While conditions are difficult and prices have been raised on many items, in a discussion with young science workers at an agricultural research center Ernesto Fernandez said things were easing a little. "Now we see some services, like eating places, that were nonexistent from 1992 until about July of this year. Before you couldn't get rum, now you can find some, there are a few discos open now also," he said. "This Sunday we will have a one-day carnival, which we haven't had for more than two years. You see people have some hope and confidence in the measures the government has taken," to guarantee basic needs he added.
The Young Socialists spoke about struggles of workers in the United States in interviews with several radio, and newspaper reporters and appeared on television in Villa Clara province and in Havana during the course of their three-week tour of Cuba.
At an agricultural camp in Havana province, where they spent the night and worked in the fields the next morning, many youth crowded around as Craine showed a photo album of social struggles taking place in the United States. Included was a photo of a clinic defense line at an abortion clinic. "What will you do when you get back?" several asked. Craine said, "We will talk to people we meet on our jobs, and at events like marches to defend abortion rights or in support of immigrant workers, and explain why defending Cuba is important for fighters everywhere."

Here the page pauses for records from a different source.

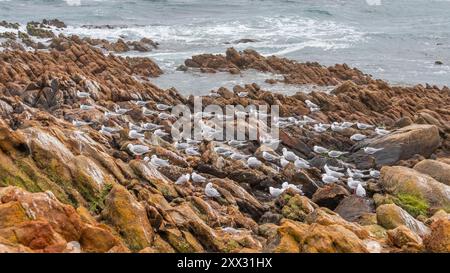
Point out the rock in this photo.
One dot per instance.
(129, 217)
(402, 181)
(436, 169)
(401, 144)
(354, 208)
(331, 239)
(297, 208)
(330, 196)
(439, 238)
(391, 216)
(403, 237)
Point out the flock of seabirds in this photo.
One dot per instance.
(332, 174)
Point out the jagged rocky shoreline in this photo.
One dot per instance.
(69, 182)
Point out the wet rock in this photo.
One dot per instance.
(405, 181)
(439, 238)
(391, 216)
(330, 196)
(436, 169)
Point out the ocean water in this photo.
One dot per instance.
(395, 40)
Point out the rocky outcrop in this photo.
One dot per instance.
(405, 181)
(402, 144)
(436, 169)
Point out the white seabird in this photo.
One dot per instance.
(363, 126)
(138, 150)
(197, 178)
(320, 150)
(358, 137)
(371, 150)
(253, 162)
(183, 179)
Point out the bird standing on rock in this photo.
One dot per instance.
(320, 150)
(183, 179)
(158, 162)
(197, 178)
(138, 150)
(210, 191)
(371, 150)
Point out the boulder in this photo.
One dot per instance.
(402, 181)
(390, 216)
(403, 237)
(129, 218)
(400, 144)
(439, 238)
(436, 169)
(354, 208)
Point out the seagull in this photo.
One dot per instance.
(310, 104)
(121, 111)
(197, 178)
(374, 173)
(133, 134)
(320, 149)
(83, 95)
(308, 119)
(238, 156)
(381, 131)
(360, 191)
(275, 192)
(329, 171)
(86, 107)
(181, 145)
(157, 162)
(371, 150)
(132, 126)
(108, 114)
(336, 127)
(300, 163)
(363, 126)
(288, 155)
(286, 185)
(337, 169)
(210, 191)
(253, 162)
(358, 137)
(327, 179)
(160, 133)
(191, 151)
(150, 126)
(183, 179)
(163, 115)
(163, 107)
(269, 157)
(80, 123)
(336, 154)
(110, 129)
(148, 112)
(353, 184)
(347, 124)
(283, 162)
(138, 150)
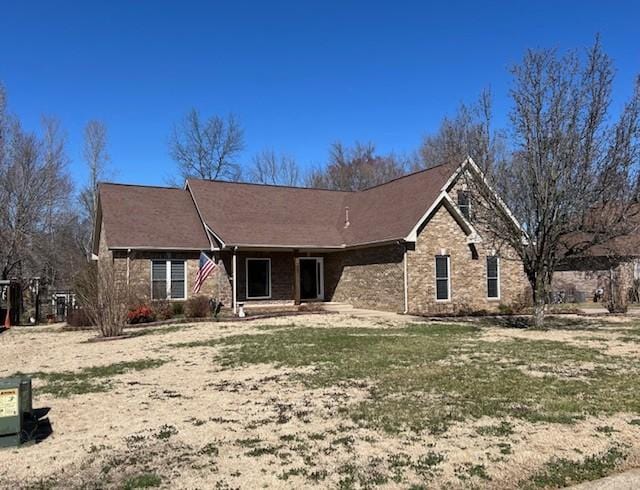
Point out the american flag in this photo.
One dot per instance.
(205, 268)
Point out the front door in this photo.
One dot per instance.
(311, 278)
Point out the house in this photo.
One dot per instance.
(591, 275)
(408, 245)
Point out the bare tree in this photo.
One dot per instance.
(469, 133)
(207, 149)
(34, 191)
(96, 158)
(104, 297)
(270, 168)
(356, 168)
(572, 183)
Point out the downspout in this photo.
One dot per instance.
(406, 282)
(234, 282)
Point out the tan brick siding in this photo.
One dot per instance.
(217, 285)
(282, 270)
(442, 234)
(367, 278)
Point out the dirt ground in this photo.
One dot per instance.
(192, 422)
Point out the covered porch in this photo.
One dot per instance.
(277, 279)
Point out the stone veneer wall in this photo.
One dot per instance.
(367, 277)
(443, 235)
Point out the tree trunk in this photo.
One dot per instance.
(539, 299)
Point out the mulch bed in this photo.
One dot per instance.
(179, 321)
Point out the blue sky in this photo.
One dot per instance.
(299, 75)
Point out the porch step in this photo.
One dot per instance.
(337, 307)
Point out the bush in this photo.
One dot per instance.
(505, 309)
(197, 307)
(141, 314)
(79, 318)
(162, 310)
(178, 308)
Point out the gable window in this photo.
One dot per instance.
(168, 279)
(443, 283)
(493, 277)
(258, 278)
(464, 204)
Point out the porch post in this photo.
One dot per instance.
(234, 273)
(296, 280)
(405, 280)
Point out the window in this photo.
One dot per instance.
(258, 278)
(442, 278)
(464, 204)
(493, 277)
(168, 279)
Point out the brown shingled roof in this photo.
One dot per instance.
(262, 215)
(154, 217)
(265, 215)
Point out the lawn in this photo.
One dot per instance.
(331, 401)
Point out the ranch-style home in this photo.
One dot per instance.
(405, 246)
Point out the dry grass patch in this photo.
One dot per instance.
(332, 402)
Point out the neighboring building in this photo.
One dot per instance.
(408, 245)
(588, 277)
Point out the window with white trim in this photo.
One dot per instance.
(464, 204)
(443, 282)
(493, 277)
(258, 278)
(168, 280)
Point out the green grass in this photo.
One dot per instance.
(93, 379)
(559, 473)
(425, 377)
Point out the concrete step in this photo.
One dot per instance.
(334, 306)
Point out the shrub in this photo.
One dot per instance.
(104, 298)
(505, 309)
(141, 314)
(197, 307)
(79, 318)
(178, 308)
(162, 310)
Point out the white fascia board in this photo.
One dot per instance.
(413, 234)
(455, 174)
(443, 197)
(480, 175)
(472, 235)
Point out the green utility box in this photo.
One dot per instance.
(15, 410)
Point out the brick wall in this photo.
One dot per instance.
(282, 271)
(367, 278)
(217, 285)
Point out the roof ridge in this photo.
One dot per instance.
(281, 186)
(141, 185)
(410, 174)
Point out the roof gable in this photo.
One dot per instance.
(254, 215)
(277, 216)
(150, 217)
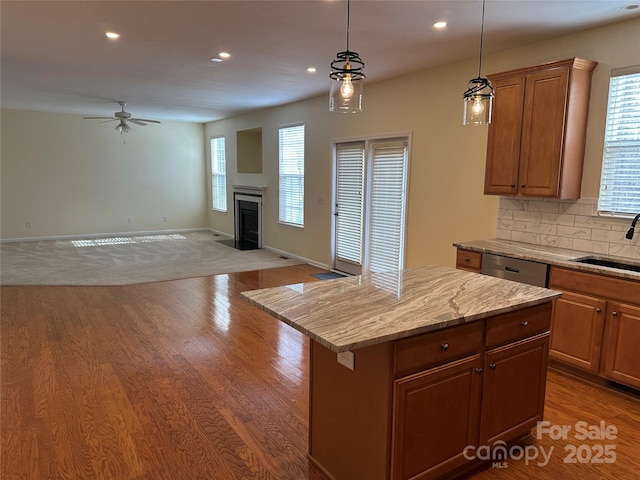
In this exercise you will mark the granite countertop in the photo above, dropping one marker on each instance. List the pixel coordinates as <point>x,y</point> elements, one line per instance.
<point>560,257</point>
<point>355,312</point>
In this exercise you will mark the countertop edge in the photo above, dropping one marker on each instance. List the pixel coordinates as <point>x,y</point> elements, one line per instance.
<point>555,256</point>
<point>553,294</point>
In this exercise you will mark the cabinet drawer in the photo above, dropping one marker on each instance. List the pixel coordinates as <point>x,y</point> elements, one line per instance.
<point>416,353</point>
<point>514,326</point>
<point>468,260</point>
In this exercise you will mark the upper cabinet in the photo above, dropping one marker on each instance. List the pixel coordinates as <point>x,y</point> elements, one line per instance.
<point>537,135</point>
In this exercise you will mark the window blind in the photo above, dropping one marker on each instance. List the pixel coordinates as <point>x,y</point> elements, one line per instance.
<point>387,209</point>
<point>218,174</point>
<point>350,202</point>
<point>291,174</point>
<point>620,180</point>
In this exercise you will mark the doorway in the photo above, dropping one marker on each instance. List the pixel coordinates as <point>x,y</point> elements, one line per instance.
<point>370,195</point>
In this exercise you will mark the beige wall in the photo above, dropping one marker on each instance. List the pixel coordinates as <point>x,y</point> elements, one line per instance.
<point>70,176</point>
<point>446,203</point>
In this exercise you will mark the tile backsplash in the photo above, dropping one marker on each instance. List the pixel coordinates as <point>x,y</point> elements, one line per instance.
<point>570,224</point>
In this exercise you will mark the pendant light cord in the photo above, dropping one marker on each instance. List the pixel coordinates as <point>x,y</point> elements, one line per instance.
<point>481,37</point>
<point>348,22</point>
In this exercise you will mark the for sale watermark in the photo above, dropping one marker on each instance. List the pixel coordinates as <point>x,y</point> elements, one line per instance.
<point>597,446</point>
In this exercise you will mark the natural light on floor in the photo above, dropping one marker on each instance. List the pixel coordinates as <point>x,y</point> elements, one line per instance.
<point>97,242</point>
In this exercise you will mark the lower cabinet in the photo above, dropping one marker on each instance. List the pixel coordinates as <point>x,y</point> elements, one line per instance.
<point>436,415</point>
<point>623,357</point>
<point>596,324</point>
<point>478,400</point>
<point>577,326</point>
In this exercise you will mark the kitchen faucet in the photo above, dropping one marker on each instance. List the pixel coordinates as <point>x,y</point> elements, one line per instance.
<point>629,234</point>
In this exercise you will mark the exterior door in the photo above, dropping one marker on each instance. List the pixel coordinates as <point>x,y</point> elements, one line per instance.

Taylor added, "We are helping to organize to get two Cuban youth to visit the United States, and to bring some more youth from the U.S. to see Cuba for themselves, to gather information and write articles about what they learn."
"This is the reason for our visit," said Craine. "To continue to organize an exchange of young people who are involved in fighting for their rights in the U.S. with Cubans who are fighting for their dignity and for socialism here in Cuba."